Khanna Radhika, Mittal Sangeeta, Mohanty Sujata
1 Department of Biotechnology, Jaypee Institute of Information Technology , Noida, India .
2 Department of Computer Science and Information Technology, Jaypee Institute of Information Technology , Noida, India .
J Comput Biol. 2017 Sep;24(9):882-894. doi: 10.1089/cmb.2016.0179. Epub 2017 Jun 20.
The successful implementation of the advanced sequencing technology, the next generation sequencing (NGS) motivates scientists from diverse fields of biological research especially from genomics and transcriptomics in generating large genomic data set to make their analysis more robust and come up with strong inference.
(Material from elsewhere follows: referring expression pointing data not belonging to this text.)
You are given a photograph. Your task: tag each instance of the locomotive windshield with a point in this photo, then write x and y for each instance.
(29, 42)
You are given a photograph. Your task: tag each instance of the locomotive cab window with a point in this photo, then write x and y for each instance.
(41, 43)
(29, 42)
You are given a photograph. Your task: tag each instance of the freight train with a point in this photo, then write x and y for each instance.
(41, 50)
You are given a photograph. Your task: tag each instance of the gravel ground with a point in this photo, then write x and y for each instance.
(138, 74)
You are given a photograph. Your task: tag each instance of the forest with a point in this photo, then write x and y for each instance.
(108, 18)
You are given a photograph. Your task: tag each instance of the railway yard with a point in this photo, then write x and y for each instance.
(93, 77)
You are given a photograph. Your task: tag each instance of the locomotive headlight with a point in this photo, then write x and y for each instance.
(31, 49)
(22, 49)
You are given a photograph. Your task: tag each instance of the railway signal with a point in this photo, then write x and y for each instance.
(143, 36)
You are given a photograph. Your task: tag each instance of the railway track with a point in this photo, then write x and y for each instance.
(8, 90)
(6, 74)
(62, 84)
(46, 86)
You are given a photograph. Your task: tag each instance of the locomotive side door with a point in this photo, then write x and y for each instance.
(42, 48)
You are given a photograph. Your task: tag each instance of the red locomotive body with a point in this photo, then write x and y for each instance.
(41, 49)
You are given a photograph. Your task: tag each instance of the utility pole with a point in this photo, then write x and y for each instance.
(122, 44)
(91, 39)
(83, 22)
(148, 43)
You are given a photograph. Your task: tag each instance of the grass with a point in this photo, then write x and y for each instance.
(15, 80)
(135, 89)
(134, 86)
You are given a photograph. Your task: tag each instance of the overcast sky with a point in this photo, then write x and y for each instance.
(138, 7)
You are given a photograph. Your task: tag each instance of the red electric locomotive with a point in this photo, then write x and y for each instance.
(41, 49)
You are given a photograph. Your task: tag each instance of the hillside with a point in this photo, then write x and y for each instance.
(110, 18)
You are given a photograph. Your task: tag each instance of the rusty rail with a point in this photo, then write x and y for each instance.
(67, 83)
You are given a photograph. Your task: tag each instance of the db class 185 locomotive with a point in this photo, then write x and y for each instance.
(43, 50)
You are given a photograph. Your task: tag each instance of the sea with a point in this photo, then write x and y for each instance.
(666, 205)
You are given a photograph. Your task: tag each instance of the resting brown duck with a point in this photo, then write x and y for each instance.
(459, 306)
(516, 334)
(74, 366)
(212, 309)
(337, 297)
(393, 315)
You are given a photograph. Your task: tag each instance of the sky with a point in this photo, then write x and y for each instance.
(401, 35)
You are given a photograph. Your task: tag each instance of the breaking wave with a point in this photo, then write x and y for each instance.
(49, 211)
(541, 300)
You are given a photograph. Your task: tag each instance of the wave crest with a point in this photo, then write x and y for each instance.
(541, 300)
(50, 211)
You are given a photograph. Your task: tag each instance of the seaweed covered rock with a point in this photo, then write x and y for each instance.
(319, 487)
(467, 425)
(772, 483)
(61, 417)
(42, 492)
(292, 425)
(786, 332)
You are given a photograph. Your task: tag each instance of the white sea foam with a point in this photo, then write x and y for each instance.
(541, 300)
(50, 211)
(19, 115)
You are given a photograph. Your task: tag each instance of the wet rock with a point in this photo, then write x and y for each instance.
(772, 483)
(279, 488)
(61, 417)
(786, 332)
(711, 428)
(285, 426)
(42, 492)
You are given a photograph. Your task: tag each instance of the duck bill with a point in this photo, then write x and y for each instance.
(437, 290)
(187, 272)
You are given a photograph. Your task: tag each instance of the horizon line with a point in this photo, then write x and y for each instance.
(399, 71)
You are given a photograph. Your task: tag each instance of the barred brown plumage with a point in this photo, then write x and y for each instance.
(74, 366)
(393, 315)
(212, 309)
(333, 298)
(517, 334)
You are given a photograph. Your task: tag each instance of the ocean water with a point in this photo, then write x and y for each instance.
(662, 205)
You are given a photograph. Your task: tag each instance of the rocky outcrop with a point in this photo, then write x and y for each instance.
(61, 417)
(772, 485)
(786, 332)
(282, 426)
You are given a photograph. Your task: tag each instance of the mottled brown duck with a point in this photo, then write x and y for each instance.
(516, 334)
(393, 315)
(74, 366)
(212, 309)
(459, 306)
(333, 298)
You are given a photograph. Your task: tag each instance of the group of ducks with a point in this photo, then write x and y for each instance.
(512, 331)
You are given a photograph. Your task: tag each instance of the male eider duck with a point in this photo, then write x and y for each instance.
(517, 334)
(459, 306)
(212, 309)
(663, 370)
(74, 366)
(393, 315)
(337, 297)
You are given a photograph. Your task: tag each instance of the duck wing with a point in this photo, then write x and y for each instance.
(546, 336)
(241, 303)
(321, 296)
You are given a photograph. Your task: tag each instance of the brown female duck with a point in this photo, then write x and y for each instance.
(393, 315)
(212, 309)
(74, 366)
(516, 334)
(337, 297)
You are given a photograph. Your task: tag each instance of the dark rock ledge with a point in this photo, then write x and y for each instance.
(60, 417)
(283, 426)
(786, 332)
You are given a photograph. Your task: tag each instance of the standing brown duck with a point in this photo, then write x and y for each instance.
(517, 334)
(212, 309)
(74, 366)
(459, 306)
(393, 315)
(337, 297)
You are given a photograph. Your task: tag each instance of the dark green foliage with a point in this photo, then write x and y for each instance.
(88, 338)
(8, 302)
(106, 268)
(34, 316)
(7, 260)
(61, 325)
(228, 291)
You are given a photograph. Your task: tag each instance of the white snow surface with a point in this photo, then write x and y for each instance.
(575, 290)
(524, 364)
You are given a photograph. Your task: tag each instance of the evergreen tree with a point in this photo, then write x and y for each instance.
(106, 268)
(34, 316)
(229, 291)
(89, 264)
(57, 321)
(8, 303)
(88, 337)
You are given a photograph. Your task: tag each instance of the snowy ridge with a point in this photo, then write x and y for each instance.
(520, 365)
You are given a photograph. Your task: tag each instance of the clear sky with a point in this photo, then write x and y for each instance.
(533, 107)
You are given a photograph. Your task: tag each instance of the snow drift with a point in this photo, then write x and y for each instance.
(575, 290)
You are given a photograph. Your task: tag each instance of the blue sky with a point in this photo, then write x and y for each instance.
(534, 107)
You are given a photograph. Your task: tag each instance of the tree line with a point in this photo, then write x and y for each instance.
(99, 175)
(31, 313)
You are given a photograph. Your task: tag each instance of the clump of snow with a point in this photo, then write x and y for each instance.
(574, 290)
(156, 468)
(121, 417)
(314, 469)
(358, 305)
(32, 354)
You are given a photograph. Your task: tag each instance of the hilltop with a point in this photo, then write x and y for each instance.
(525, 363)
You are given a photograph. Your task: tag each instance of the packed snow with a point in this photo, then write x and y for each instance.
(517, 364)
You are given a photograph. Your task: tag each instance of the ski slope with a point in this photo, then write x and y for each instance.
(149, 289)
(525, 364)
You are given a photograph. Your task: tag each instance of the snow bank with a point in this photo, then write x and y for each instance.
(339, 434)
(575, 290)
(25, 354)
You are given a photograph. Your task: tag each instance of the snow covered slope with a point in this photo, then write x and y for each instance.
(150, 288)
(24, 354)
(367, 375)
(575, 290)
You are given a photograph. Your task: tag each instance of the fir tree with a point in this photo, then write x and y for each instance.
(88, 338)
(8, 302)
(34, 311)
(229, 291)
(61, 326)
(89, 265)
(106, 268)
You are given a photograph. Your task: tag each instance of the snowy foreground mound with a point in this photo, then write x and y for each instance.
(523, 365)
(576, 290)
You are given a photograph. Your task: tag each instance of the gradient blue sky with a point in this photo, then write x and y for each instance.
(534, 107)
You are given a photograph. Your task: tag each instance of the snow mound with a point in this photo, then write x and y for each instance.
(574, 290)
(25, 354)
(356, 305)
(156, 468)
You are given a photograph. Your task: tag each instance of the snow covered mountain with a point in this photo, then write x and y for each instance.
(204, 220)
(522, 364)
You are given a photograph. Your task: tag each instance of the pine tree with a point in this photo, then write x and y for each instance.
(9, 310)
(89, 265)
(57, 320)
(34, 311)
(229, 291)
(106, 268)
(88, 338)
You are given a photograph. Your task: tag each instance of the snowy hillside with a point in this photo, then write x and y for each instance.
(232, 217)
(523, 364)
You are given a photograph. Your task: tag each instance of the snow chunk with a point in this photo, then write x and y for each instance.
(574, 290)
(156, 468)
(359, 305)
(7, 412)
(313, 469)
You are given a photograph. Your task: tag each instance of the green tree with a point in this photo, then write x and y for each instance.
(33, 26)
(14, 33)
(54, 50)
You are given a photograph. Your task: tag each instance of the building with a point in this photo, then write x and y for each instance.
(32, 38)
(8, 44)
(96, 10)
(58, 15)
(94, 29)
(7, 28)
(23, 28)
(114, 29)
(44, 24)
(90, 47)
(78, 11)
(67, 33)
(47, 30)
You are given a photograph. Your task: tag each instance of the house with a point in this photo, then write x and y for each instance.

However, exploiting this huge genomic data set becomes a challenge for the molecular biologists. To corroborate this problem, computational software and hardware are being developed in parallel and become an integral part of life science. While executing the "Genomics project of Indian Drosophila species," we found strings of Ns in the whole genome sequences generated on Illumina platform. The present article aims at developing a computer algorithm (MATLAB and Python based) for editing raw sequences mainly eliminating bad residues before submitting to the publicly accessible sequence repository. These algorithms will be helpful to life scientists for analyzing large amount of biological data in short span of time.
先进测序技术——下一代测序(NGS)的成功实施,激励着生物研究各个领域的科学家,尤其是基因组学和转录组学领域的科学家,去生成大量基因组数据集,以使他们的分析更加可靠,并得出有力的推断。然而,对于分子生物学家来说,利用这一庞大的基因组数据集成为了一项挑战。为证实这一问题,计算软件和硬件正在并行开发,并成为生命科学不可或缺的一部分。在执行“印度果蝇物种基因组计划”时,我们在Illumina平台上生成的全基因组序列中发现了一连串的N。本文旨在开发一种计算机算法(基于MATLAB和Python),用于编辑原始序列,主要是在提交到公共可用序列库之前消除不良残基。这些算法将有助于生命科学家在短时间内分析大量生物数据。